Recognition of the syndrome is a signal for discontinuance of anesthesia, attention to increased oxygen consumption, correction of acidosis, support of circulation, assurance of adequate urinary output and institution of measures to control rising temperature. Intravenous dantrolene sodium is recommended as an adjunct to supportive measures in the management of this problem.
Consult literature references and the dantrolene prescribing information for additional information about the management of malignant hyperthermic crisis.
Continuous monitoring of temperature and expired CO2 is recommended as an aid to early recognition of malignant hyperthermia.Other: In both adults and pediatric patients the incidence of bradycardia, which may progress to asystole, is higher following a second dose of succinylcholine. The incidence and severity of bradycardia is higher in pediatric patients than adults.
Whereas bradycardia is common in pediatric patients after an initial dose of 1.5 mg/kg, bradycardia is seen in adults only after repeated exposure.
Pretreatment with anticholinergic agents (e.g., atropine) may reduce the occurrence of bradyarrhythmias.

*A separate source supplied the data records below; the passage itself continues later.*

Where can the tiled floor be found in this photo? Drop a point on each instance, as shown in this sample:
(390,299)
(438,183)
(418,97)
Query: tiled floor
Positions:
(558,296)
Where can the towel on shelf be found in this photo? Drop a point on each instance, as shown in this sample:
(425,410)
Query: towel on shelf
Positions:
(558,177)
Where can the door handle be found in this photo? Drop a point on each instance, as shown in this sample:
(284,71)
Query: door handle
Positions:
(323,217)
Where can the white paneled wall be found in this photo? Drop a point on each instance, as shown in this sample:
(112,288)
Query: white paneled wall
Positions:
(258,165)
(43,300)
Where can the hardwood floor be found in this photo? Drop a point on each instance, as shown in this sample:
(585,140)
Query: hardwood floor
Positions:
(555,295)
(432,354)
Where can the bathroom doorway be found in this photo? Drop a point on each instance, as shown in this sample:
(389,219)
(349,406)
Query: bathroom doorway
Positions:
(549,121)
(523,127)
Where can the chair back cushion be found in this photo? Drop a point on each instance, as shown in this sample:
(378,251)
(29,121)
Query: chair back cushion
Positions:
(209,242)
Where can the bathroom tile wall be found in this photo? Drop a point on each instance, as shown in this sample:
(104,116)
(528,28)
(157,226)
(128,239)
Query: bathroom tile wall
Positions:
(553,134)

Succinylcholine causes an increase in intraocular pressure.
It should not be used in instances in which an increase in intraocular pressure is undesirable (e.g., narrow angle glaucoma, penetrating eye injury) unless the potential benefit of its use outweighs the potential risk.Succinylcholine is acidic (pH = 3.5) and should not be mixed with alkaline solutions having a pH greater than 8.5 (e.g., barbiturate solutions).